Mise en œuvre : le juge estime qu’au regard de la loi le redressement n’est pas fonde, le contribuable triomphe sans même que la doctrine soit mise en jeu ; ou alors le juge considère que le redressement est justifie au regard de la loi seule. Dans ce cas, si le contribuable invoque alors la garantie et le juge doit subsidiairement l’examiner (il va rechercher si le contribuable s’est bien conformer a la doctrine qu’il invoque). Dans ce cas le juge devra annuler le redressement sur le fondement de l’article 80-A.

Cette doctrine perturbe donc l’exercice de la fonction juridictionnelle : la plupart des commissaires du gouvernement considèrent que cette garantie de l’article L80-A est inconstitutionnelle. En 1980, le Conseil Constitutionnel s’est déclaré incompétent pour donner un avis. Mais il ne fait aucun doute que la disposition est contraire a la Constitution.

II/ La garantie accessoire de décret du 28 novembre 1993

Décret sur les relations entre l’administration et les usagers, art 1 : « Tout intéressé est fondé a se prévaloir a l’encontre de l’administration des instructions et circulaires publiées lorsqu’elles ne sont pas contraires aux lois et aux règlements ».

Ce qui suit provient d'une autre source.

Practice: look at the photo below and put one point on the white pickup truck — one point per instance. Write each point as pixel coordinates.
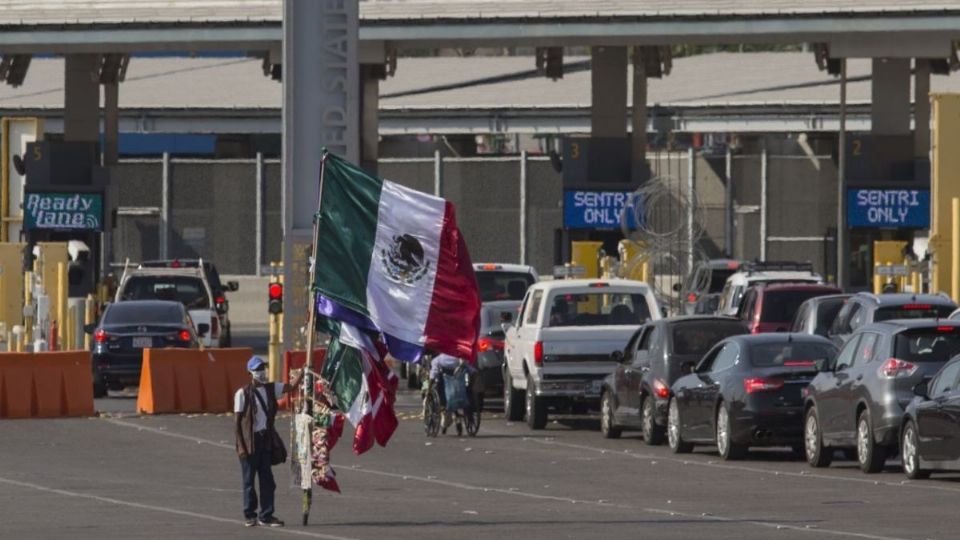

Intérêt de ce décret fiscal : pour les instructions et les circulaires qui n’entrent pas dans le champ de l’article L80-A (les instructions concernant la procédure de recouvrement de l’impôt).

Mais, ne sont invocables que les instructions légales : le juge doit d’abord en rechercher la conformité aux lois et règlements. Or la plupart de ces instructions sont considérées comme illégales, donc inopposables au juge fiscal : beaucoup modifient le champ d’application d’une disposition législative ou réglementaire, ou font obstacle a la mise en œuvre d’une procédure prévue par la loi ou le règlement.

Donc faible portée de la garantie de ce décret.

III/ Le rescrit fiscal de l’article L80-B

Le rescrit fiscal est une prise de position formelle de l’administration sur l’interprétation d’un texte ou sur l’appréciation d’une situation de fait, en réponse à une demande présentée par un contribuable. Il engage l’administration vis-à-vis de celui-ci. Lorsqu’il est publié, il a des effets de droit pour les autres contribuables placés dans la même situation.